But yeah, he needs to be conditioned. He's got the right physiology to get ripped up pretty easily, seeing he's all ready muscular and he lived his life on a short chain. Ran him a bit yesterday, he seems to enjoy it. Think he will LOVE the pull work. Can't wait to get started.

He's still stressing about the move though. He has only left the kennel 3 times in his life, so he's taking a little while to adapt to his environment. He has panted pretty much non-stop since he's been here due to stress. He sticks right by me when I have him in the yard and follows me around. Something I didn't expect from a dog with such a dominant/serious temperament. Figured he'd be out exploring and pretty much ignoring me, but not the case.
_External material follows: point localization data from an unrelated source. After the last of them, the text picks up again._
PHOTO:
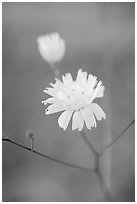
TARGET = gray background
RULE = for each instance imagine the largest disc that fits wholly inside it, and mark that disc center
(100, 38)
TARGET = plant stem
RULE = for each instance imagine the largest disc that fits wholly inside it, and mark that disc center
(6, 139)
(97, 167)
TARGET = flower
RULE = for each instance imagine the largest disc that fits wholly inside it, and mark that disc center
(76, 98)
(51, 47)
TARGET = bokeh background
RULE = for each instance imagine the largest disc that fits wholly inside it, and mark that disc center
(100, 38)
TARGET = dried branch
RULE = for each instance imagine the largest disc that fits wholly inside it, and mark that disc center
(45, 156)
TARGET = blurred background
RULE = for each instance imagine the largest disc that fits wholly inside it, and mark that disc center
(100, 39)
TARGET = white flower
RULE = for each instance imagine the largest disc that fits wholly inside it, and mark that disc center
(76, 98)
(51, 47)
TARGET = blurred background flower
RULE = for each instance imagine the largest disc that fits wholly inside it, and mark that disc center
(100, 38)
(51, 47)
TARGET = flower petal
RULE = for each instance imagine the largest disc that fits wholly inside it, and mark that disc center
(54, 108)
(78, 121)
(64, 119)
(89, 117)
(50, 100)
(100, 92)
(97, 110)
(81, 77)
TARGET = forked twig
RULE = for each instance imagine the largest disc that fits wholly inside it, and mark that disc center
(45, 156)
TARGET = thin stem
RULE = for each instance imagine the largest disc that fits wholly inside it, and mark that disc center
(103, 186)
(45, 156)
(88, 143)
(111, 143)
(55, 70)
(96, 166)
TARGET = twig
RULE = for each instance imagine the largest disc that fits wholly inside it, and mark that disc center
(103, 186)
(45, 156)
(97, 167)
(110, 144)
(88, 143)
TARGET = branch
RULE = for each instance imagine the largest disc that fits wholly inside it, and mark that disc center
(111, 143)
(45, 156)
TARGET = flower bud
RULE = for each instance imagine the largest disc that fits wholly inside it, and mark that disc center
(51, 47)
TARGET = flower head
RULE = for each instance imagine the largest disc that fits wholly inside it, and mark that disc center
(51, 47)
(76, 98)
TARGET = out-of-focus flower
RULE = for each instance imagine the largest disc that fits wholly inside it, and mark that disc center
(76, 98)
(51, 47)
He's real smart, looks me in the face all the time, which is a good sign. I appreciate a dog that looks me in the face, lol.

---
Well, we did some pulling today! He did GREAT @ 350#


----------



## Indica (Sep 23, 2008)

Sire's Pedigree
ONLINE PEDIGREES :: [160738] :: PETERSON'S BAD BULL

Dam: PR DELOATCH/PETERSON'S BERTHA 
No online pedigree for her, I'll have to put it in myself.


----------



## GodBlessPitbulls (Aug 23, 2009)

Sorry but, I am confused.Is he a Pitbull,or Amstaff .?Or what?


----------



## Indigo Bully Connection (Dec 21, 2006)

he's an American Bully


----------



## hell no they wont go (Oct 4, 2007)

now that is what you call a nice looken bully!!!!


----------



## Indica (Sep 23, 2008)

hell no they wont go said:


> now that is what you call a nice looken bully!!!!


Why thank you!



Will post some work pics today.


----------



## kbfpits (Apr 4, 2010)

very nice stud he's a pure peterson male had a boy off him here's a pic ur BO/A GIRL NAMED BILLY,BREEDING..!!..!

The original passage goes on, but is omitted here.